Why is "++" for the Haskell List implemented recursively and is O (n) time worth it?

Question

Why is "++" for the Haskell List implemented recursively and is O (n) time worth it?

As I understand it, List in Haskell is like a Linked-List in C.

So for the expressions below:

a = [1,2,3] b = [4,5,6] a ++ b

Haskell implements this in a recursive way as follows:

 (++) (x:xs) ys = x:xs ++ ys

The time complexity for this is O(n) ..

However, I was wondering why I cannot implement ++ more efficiently.

The most effective way could be this:

make a copy of (fork) a , call her a' , there may be some tricks to do this in O(1) time
make the last element a' to point to the first element b . This can be done easily in O(1) time.

Does anyone have any ideas about this? Thanks!

+7

list pointers functional-programming recursion haskell

Hanfei sun Jun 07 '15 at 10:50

source share

3 answers

See the copy part (fork) - problem - the recursive solution does exactly that (and you really need to do this because you need to configure all the pointers to the elements in list a .

Let's say a = [a1,a2,a3] and b is a list.

You must create a new copy of a3 (call her a3' ), because now it will no longer point to an empty list, but to the beginning of b .

Then you need to make a copy of the second and last element a2 too, because it must point to a3' and, finally, for the same reason - you also need to create a new copy of a1 (point to a2' ).

This is exactly what the recursive definition does - it is not a problem with the algorithm - it is a problem with the data structure (it is just not good with concatenation).

If you don't allow volatility and want a list structure, you really can do nothing.
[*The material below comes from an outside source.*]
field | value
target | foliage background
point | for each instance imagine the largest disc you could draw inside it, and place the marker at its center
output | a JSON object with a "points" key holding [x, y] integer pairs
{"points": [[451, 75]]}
You have it in other languages. also, if they provide immutable data - for example, in .net strings are immutable - so almost the same problem is with string concatenation as here (if you concatenate a lot of strings, your program will work badly). There is a temporary solution ( StringBuilder ) that will work better with memory - but, of course, these are no longer immutable data structures.

+12

Carsten Jun 07 '15 at 12:18

source share

It is not possible to perform this concatenation in constant time, simply because the invariance of the data structure does not allow it.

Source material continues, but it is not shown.